The desire to create that type of experience for guests is what McIntyre said fuels his drive to stay in front of the competition and has pushed him for more than 40 years. That drive also creates an atmosphere for their employees based on creativity and the need to be different.

“The millennial travelers and the ones coming behind them are looking for experiences,” McIntyre said. “Our companies have been able to adapt to that and provide something that resonates with them.”

McIntyre likes to share his hotel management experience with younger professionals and students and has been a visiting professor and guest lecturer at the University of Maryland, the University of San Francisco, Golden State University, the University of Denver, Boston University and OSU, where he is especially eager to work with students at his alma mater.

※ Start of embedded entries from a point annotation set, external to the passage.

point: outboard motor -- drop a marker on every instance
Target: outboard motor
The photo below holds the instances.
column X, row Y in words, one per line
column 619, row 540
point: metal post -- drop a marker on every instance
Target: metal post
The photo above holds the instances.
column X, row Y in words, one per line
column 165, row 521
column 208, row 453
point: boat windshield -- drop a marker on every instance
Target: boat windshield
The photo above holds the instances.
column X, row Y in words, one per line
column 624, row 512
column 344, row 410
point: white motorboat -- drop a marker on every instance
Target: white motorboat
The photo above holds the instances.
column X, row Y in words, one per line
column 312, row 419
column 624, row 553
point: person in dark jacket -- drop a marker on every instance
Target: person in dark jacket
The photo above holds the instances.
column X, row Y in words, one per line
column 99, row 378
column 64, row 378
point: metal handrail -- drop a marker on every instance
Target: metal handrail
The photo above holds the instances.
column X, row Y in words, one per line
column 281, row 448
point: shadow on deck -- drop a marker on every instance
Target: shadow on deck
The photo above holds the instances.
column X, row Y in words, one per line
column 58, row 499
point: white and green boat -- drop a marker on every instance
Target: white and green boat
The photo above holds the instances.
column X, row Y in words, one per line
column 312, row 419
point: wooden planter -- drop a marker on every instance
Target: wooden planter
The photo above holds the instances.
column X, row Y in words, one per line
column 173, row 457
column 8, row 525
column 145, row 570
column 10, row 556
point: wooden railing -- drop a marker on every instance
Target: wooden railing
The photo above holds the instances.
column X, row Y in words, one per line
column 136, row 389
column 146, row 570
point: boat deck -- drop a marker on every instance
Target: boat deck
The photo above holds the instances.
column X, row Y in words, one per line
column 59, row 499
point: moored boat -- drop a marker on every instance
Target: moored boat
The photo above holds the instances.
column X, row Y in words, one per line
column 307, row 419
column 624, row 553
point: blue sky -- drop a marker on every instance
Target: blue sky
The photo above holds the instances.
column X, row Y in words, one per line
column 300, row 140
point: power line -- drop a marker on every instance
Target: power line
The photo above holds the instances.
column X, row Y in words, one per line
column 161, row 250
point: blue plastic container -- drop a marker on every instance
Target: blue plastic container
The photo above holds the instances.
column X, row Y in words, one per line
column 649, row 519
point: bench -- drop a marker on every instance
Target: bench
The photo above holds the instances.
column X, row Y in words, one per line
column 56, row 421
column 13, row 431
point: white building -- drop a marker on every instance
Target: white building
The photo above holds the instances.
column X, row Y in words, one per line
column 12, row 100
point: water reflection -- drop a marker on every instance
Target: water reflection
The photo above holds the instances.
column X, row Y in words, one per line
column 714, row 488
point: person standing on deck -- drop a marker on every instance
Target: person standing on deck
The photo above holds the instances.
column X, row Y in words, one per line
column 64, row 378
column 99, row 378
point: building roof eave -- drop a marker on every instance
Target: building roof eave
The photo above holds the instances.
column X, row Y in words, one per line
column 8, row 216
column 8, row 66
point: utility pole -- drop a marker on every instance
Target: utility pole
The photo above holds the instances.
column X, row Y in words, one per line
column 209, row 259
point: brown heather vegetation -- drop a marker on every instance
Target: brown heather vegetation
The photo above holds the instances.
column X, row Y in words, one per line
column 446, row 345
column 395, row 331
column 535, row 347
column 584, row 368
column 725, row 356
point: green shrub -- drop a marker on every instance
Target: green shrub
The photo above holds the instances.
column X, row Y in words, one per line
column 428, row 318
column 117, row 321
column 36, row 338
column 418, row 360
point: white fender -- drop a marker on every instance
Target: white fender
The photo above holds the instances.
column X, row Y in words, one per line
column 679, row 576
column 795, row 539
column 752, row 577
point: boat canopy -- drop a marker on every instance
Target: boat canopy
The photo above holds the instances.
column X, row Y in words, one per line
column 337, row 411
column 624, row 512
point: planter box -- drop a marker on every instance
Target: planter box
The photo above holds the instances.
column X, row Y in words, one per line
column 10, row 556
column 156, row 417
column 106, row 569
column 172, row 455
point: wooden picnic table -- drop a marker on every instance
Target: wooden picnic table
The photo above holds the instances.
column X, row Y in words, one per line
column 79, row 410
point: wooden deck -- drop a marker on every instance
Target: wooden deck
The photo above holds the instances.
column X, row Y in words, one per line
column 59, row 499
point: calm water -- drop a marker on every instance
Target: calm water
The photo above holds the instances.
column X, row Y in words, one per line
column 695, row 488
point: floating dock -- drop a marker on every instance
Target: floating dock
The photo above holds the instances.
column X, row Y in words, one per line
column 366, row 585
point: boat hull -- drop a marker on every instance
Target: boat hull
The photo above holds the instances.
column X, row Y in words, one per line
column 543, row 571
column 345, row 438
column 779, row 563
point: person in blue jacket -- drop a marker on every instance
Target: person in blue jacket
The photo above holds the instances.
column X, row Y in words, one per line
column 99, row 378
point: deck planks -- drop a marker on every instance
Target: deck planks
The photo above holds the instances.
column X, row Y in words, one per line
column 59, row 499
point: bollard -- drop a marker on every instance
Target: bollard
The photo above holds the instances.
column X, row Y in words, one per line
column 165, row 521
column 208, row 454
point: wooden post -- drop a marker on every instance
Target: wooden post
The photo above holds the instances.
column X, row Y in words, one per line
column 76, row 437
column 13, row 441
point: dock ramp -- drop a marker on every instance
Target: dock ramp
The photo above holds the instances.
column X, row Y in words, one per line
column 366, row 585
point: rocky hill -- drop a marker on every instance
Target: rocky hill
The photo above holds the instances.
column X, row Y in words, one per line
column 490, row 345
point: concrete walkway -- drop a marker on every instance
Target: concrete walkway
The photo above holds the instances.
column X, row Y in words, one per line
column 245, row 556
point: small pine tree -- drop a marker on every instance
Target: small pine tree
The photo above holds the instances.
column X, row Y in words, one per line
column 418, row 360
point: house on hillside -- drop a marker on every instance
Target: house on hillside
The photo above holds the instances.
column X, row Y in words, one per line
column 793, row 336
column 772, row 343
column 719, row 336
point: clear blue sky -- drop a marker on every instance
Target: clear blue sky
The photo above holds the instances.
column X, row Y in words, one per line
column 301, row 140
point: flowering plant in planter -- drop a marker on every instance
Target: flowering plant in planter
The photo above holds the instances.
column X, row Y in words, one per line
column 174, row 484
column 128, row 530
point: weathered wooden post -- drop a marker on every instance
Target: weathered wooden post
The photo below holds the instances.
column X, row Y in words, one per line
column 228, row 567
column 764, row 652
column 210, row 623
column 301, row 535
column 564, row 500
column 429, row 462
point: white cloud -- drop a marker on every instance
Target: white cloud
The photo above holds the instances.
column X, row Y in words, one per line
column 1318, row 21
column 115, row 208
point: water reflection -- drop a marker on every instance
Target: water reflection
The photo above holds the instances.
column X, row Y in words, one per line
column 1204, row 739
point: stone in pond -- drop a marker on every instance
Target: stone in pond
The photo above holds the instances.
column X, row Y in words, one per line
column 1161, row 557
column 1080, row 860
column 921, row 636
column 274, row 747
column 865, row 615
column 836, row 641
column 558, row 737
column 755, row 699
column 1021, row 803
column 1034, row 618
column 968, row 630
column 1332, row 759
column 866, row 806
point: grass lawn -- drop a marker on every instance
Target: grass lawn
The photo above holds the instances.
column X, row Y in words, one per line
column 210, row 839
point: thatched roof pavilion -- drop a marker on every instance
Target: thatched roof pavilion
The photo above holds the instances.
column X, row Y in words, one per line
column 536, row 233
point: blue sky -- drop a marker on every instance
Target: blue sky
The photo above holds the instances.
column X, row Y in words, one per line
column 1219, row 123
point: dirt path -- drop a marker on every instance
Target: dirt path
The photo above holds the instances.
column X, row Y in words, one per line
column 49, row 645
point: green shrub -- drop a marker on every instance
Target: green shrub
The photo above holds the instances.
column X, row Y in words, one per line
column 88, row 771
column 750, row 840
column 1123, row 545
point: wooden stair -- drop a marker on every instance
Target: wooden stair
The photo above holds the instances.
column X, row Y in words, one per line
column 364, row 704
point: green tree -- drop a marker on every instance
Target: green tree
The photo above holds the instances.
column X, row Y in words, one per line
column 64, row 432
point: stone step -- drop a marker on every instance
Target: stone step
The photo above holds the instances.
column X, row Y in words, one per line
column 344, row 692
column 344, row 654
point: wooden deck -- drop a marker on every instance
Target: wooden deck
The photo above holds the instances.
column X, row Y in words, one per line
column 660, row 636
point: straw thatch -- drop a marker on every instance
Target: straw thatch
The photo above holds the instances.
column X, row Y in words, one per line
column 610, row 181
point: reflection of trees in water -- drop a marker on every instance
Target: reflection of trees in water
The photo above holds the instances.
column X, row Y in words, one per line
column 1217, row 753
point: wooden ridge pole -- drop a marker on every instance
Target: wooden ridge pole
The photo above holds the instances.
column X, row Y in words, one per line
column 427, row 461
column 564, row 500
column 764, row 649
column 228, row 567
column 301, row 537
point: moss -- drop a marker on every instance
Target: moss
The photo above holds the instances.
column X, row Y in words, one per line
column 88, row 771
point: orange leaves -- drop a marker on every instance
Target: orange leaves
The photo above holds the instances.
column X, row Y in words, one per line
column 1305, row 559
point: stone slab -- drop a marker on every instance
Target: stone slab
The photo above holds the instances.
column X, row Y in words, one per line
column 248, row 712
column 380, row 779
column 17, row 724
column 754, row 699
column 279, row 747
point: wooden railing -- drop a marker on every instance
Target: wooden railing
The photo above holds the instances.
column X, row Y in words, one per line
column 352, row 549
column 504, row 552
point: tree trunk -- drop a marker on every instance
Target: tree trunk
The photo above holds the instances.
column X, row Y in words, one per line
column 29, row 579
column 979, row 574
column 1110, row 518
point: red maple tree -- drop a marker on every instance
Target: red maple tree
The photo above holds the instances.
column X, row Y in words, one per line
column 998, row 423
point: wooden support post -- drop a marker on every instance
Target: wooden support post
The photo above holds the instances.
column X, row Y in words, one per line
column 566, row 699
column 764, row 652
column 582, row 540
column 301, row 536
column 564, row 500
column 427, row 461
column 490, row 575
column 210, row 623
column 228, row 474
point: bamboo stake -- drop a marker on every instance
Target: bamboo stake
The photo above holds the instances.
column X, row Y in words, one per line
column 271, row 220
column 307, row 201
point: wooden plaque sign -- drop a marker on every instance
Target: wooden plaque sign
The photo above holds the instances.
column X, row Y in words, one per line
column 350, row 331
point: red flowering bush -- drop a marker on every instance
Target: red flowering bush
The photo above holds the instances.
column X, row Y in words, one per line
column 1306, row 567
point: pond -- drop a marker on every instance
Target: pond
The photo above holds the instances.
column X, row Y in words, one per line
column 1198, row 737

“I want to give back to OSU in a way that is preferably not distant,” said McIntyre, who comes back to the Stillwater campus whenever he can. “It’s energizing to sit in a classroom with a bunch of young people and help inspire them to realize how fun this career is.”

McIntyre said he has no plans to retire anytime soon as long as the job remains challenging and – of course – fun. And when he’s not traveling the United States visiting hotel, resort and conference properties, he’s traveling with this 15-year-old twin daughter and son, Tiana and Colten, and wife, Tania, who have become a major hockey family. The twins both play on high-level traveling hockey teams, which means for Tania, the sport has turned her into a full-time hockey mom.

Extensive travel also allows McIntyre to visit adult daughters and grandchildren around the country. One daughter, Cristina Vail Smith, is a school principal in Florida and the mother of McIntyre’s two grandchildren, and Lauren Marie Martel, a real estate broker, military family advocate and wife of an Air Force fighter pilot in New Mexico.

“I have always liked things that are challenging and avoided things that are predictable,” McIntyre said. “Who wants to do the same thing every day?”